Could not run deviceQuery with CUDA 10.1 with Tesla V100 on CentOS 7

Dear experts:

I would like to install CUDA10.1 and run my Pytorch scripts under CentOS 7 with Tesla V100 installed.
The remote compute unit is under CentOS 7 and i have successfully installed nvidia driver v418.87.01

$ cat /proc/driver/nvidia/version
NVRM version: NVIDIA UNIX x86_64 Kernel Module 418.87.01 Wed Sep 25 06:00:38 UTC 2019
GCC version: gcc version 4.8.5 20150623 (Red Hat 4.8.5-39) (GCC)

and nvidia-smi gives:
sudo nvidia-smi
Wed Dec 4 22:54:39 2019
±----------------------------------------------------------------------------+
| NVIDIA-SMI 418.87.01 Driver Version: 418.87.01 CUDA Version: 10.1 |
|-------------------------------±---------------------±---------------------+
| GPU Name Persistence-M| Bus-Id Disp.A | Volatile Uncorr.

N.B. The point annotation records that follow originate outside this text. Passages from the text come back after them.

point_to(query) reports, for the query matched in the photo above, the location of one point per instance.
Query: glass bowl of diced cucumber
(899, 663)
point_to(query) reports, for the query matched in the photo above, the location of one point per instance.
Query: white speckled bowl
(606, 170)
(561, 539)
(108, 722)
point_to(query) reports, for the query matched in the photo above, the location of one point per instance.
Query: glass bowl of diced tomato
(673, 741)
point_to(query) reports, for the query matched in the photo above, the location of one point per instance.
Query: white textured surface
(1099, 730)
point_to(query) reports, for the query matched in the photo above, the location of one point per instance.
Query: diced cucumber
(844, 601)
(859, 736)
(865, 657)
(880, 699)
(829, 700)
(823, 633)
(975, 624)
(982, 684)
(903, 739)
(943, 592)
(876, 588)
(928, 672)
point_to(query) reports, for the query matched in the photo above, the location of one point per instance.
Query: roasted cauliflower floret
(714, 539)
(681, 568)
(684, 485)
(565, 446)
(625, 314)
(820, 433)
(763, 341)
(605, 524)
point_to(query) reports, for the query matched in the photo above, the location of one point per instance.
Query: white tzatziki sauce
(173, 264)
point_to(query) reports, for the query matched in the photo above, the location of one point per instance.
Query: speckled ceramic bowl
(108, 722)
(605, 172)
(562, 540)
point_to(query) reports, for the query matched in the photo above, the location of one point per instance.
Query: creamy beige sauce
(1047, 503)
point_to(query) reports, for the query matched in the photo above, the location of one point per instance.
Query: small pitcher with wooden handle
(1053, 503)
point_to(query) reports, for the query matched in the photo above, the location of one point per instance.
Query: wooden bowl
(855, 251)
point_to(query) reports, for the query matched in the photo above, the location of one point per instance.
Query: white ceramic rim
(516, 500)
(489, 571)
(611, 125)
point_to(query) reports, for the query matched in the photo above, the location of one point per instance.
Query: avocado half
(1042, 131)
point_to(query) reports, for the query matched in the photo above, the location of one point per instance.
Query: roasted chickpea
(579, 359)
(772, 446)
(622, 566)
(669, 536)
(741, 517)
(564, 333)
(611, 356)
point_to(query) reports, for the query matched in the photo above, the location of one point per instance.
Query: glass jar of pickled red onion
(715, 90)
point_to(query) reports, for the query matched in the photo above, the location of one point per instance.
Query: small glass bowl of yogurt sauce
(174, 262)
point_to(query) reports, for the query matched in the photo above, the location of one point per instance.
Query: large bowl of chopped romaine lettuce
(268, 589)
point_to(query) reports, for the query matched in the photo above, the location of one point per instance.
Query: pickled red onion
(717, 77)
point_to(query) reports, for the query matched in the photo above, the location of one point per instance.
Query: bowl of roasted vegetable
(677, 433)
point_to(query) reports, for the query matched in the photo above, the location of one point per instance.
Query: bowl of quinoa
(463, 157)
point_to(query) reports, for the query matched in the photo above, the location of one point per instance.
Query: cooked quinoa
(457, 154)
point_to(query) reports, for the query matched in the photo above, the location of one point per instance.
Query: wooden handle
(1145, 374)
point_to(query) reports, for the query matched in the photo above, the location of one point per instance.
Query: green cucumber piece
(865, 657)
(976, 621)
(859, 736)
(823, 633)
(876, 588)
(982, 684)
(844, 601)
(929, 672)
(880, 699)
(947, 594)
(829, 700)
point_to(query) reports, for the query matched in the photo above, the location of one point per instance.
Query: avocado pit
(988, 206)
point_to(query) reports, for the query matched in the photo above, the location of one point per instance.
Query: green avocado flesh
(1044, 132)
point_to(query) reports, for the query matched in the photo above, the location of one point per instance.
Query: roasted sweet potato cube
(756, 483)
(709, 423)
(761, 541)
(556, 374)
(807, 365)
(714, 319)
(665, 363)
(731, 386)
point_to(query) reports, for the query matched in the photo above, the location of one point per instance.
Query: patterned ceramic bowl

ECC |
| Fan Temp Perf Pwr:Usage/Cap| Memory-Usage | GPU-Util Compute M. |
|===============================+======================+======================|
| 0 Tesla V100-PCIE… On | 00000000:06:10.0 Off | 0 |
| N/A 34C P0 27W / 250W | 0MiB / 32480MiB | 0% Default |
±------------------------------±---------------------±---------------------+

±----------------------------------------------------------------------------+
| Processes: GPU Memory |
| GPU PID Type Process name Usage |
|=============================================================================|
| No running processes found |
±----------------------------------------------------------------------------+
after installation of cuda complier, nvcc gives:

$nvcc --version
nvcc: NVIDIA ® Cuda compiler driver
Copyright © 2005-2019 NVIDIA Corporationn
Built on Fri_Feb__8_19:08:17_PST_2019
Cuda compilation tools, release 10.1, V10.1.105

And I can successfully make the samples of nvidia Cuda. and running deviceQuery from /bin
gives no anwser:

/usr/local/cuda-10.1/samples/bin/x86_64/linux/release/deviceQuery
/usr/local/cuda-10.1/samples/bin/x86_64/linux/release/deviceQuery Starting…

CUDA Device Query (Runtime API) version (CUDART static linking)

then the system stops/freeze here, infinitive wait

same situation happens when i run some simple pytorch cuda related commands.
could someone explains me what is the problem and how i can fix it ?

thanks in advance.

nobody knows the reason ?